Recession -- breaking eggs for the omelet?

We knew there was a recession the minute the Neiman-Marcus catalogue for Christmas arrived. Mickey Mouse on the cover, need we say more? Those cautious economists who require two corroborating signals for their recessions will please turn to page 21. The ''His and Her Gifts'' are the ultimate in a Neiman-Marcus Christmas. This year they are robots. Domestic robots! Utilitarian little machines that will vacuum your rugs, squeegee your windows, sound a smoke alarm, or extinguish the fire just in case the smoke doesn't turn out to be an overdone steak.

The sheer practicality is a giveaway. In golden olden days his-her gifts had a princely extravagance - a gaudy superfluousness - to them. They existed in a fantasy world where rugs never needed vacuuming nor windows washing. Remember the year of the his-and-her blimps?

There's even a budget ($15,000) version of these robots, with black-and-white television attached instead of color. So much for Hard Times!

Once a recession has been decided upon - whether your criterion is a Neiman-Marcus Christmas or two quarters of declining GNP - the economist has the delicate assignment of delivering the signal. Secretary of Commerce Malcolm Baldrige has proven to be a member in good standing of the break-it-gently school. ''A temporary glitch'' and ''a pattern of sluggishness'' are two of the euphemisms by means of which Mr. Baldrige brought the news to his countrymen.

Other economists spoke bravely of ''a downward trend'' and ''a technical adjustment.''

Even Walter Heller, an economist associated with Democrat administrations, chose his words as if the messenger would be blamed for the message. The economy , he suggested, is now in ''the doldrums,'' undergoing ''a slowdown,'' or experiencing ''the sniffles'' - pick your metaphor.

Once the awful word ''recession'' has been uttered - and it must never, never be spoken without a soothing adjective such as ''slight'' or ''mild'' - then the question naturally comes up: What does one do about this almost negligible occurrence, hardly worth mentioning?

Here the burden shifts from economists to politicians. After the incumbents delivered the obligatory ''this-is-a-mess-we-inherited'' speech, they quickly segued into the other speech required of every recession-announcer: ''You can't make an omelet without breaking eggs.'' Or as one administration spokesman put it: ''A slight recession is perhaps almost necessary.''

Smooth though this crossover may be, we have a lot of trouble with the point where a ''mild'' recession becomes a ''beneficent'' recession - the first step to boom times for all. We keep wanting the recession-optimists to explain their argument, face to face, to the people out of work.
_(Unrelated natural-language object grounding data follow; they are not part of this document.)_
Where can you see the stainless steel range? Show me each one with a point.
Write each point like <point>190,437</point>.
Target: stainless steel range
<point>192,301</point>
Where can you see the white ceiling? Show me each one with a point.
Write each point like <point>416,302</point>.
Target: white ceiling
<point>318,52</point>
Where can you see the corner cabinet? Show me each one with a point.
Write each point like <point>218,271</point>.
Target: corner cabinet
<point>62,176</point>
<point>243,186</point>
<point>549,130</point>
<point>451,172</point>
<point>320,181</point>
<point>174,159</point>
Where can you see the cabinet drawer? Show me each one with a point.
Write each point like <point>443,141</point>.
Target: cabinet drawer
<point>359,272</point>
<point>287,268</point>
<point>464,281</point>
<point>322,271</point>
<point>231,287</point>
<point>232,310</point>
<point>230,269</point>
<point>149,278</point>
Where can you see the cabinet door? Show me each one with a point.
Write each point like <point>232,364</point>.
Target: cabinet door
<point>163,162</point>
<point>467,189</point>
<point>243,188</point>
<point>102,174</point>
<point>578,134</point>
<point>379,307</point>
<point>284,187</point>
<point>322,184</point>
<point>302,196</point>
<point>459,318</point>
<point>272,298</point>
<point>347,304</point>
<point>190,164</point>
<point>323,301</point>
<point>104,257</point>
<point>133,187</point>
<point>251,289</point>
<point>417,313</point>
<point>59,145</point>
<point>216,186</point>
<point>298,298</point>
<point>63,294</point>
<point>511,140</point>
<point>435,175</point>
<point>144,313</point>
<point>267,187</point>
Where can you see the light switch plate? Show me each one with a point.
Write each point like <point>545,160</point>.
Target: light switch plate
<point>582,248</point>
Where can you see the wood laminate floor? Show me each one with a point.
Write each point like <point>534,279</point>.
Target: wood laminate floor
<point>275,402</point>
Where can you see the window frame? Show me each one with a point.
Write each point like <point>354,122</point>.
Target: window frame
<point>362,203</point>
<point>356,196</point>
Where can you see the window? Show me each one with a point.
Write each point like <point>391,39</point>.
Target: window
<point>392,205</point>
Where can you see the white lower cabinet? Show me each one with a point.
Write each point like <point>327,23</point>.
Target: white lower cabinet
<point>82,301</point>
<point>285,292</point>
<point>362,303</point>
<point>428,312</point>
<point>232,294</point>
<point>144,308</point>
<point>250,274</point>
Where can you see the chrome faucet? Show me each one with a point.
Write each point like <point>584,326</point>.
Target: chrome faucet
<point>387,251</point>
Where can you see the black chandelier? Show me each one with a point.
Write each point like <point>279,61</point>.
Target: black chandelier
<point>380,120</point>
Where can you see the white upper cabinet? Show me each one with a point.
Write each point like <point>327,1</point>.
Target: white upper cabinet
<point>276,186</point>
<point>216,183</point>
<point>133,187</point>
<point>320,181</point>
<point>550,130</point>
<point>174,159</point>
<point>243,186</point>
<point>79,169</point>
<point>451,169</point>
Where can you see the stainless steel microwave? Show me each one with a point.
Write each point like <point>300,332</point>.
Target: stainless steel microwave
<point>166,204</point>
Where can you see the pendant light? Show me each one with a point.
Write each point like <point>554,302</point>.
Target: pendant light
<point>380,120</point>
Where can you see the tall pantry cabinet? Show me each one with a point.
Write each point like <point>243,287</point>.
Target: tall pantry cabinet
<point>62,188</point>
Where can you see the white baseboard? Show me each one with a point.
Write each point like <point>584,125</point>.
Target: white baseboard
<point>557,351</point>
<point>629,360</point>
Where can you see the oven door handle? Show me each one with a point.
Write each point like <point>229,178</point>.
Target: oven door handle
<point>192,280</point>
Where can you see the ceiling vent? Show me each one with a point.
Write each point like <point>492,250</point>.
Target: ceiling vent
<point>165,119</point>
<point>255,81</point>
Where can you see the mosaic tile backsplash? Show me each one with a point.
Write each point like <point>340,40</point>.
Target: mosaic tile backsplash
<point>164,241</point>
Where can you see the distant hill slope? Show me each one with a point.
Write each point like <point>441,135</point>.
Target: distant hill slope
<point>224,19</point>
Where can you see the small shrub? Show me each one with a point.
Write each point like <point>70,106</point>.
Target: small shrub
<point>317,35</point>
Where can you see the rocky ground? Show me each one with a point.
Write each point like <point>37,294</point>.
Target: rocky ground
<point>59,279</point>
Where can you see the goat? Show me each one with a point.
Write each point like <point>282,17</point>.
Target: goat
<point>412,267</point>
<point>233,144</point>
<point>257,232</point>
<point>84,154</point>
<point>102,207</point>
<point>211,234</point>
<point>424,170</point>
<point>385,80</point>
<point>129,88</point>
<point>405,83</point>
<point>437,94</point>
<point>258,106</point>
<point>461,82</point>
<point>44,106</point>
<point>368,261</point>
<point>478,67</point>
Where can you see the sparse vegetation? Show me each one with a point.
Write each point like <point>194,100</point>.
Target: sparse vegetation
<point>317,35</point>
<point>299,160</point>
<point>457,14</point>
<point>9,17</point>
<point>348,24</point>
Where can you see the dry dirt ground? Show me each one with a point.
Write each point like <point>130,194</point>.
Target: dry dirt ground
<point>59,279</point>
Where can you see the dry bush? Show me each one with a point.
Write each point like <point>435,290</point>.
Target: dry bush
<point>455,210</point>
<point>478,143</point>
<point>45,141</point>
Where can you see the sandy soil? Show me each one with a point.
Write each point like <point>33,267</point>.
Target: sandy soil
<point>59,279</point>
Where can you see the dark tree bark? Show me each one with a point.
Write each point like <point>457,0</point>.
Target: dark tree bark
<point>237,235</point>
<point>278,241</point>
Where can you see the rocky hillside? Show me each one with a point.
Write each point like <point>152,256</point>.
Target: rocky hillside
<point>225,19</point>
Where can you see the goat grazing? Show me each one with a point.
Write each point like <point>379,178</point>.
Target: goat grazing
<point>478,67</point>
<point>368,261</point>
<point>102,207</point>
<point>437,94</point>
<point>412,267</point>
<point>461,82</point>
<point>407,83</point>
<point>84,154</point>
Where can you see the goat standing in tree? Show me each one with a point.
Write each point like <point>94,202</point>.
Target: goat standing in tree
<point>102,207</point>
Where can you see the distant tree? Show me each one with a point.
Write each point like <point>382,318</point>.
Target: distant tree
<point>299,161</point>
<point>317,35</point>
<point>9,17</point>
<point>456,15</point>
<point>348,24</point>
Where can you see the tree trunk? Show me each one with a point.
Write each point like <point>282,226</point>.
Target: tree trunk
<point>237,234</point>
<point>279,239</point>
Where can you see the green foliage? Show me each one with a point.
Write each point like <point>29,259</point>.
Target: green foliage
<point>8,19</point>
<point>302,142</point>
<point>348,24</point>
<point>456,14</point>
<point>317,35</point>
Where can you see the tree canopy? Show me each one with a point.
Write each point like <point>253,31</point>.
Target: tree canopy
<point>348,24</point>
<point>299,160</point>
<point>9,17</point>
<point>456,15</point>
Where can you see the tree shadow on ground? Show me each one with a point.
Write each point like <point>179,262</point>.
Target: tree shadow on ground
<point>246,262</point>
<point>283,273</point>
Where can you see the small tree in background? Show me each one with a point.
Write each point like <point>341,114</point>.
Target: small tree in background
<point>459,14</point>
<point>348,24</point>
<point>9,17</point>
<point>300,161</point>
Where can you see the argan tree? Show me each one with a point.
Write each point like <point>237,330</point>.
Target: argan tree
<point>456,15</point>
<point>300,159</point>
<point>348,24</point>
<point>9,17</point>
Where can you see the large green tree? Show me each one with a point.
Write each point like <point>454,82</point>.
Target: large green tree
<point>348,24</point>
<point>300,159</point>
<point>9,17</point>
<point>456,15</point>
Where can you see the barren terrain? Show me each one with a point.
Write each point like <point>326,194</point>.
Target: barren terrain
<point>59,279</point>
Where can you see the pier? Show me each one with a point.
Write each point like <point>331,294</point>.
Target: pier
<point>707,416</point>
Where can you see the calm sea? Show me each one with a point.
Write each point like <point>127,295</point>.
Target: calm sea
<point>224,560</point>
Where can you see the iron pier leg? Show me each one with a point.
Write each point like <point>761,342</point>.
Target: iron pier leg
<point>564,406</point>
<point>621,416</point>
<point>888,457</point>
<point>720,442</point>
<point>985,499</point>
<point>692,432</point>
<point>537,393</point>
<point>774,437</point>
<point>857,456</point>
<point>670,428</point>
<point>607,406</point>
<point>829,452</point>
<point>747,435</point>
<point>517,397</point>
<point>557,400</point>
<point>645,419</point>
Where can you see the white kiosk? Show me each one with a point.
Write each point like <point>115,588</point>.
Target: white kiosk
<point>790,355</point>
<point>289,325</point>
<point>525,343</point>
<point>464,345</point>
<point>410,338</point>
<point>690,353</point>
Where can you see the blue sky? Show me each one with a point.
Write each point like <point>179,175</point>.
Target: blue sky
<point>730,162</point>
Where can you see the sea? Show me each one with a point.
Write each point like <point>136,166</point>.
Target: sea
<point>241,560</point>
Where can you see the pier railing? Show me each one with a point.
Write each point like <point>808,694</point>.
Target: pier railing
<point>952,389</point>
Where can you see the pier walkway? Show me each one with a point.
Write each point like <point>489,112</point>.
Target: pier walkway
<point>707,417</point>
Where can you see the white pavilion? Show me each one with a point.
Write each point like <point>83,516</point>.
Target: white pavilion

It is only one more step from such exercises in recession-appreciation to the assertion that the recession has been induced deliberately as part of a master strategy. But we anticipate. Nobody in the Reagan administration has gone so far yet. This stern logic is left over from President Carter, whose economic advisers recommended that he start a small recession in order to fight inflation. How the man tried to ''cool down the economy,'' as the euphemism went in those days!

''Next quarter for sure,'' the White House kept saying. ''A recession in the next quarter - we promise.

Mr. Carter never pulled it off, and he was forced to leave office with the sneers of economists in his ears (''If he can't do a recession, what can he do?'').

We did not hold the failure against him, and we still find it somehow oversubtle - this determination to see the positive side of a recession. In our lexicon the positive side of a recession is called prosperity.

On the cover of the Neiman-Marcus catalogue Mickey Mouse is perched - a little tensely, we thought - on the driver's seat of a sleigh. But hark, at the back, horn to joyful lips, an expansive Pluto blasts forth a motif of unreserved good cheer.

What does Pluto see that Mickey and the other economists fail to see? Who knows? But it isn't a recession, ''mild'' or otherwise, we can tell you that. We're ready to follow the jolly mutt into fiscal 1982 just to find out.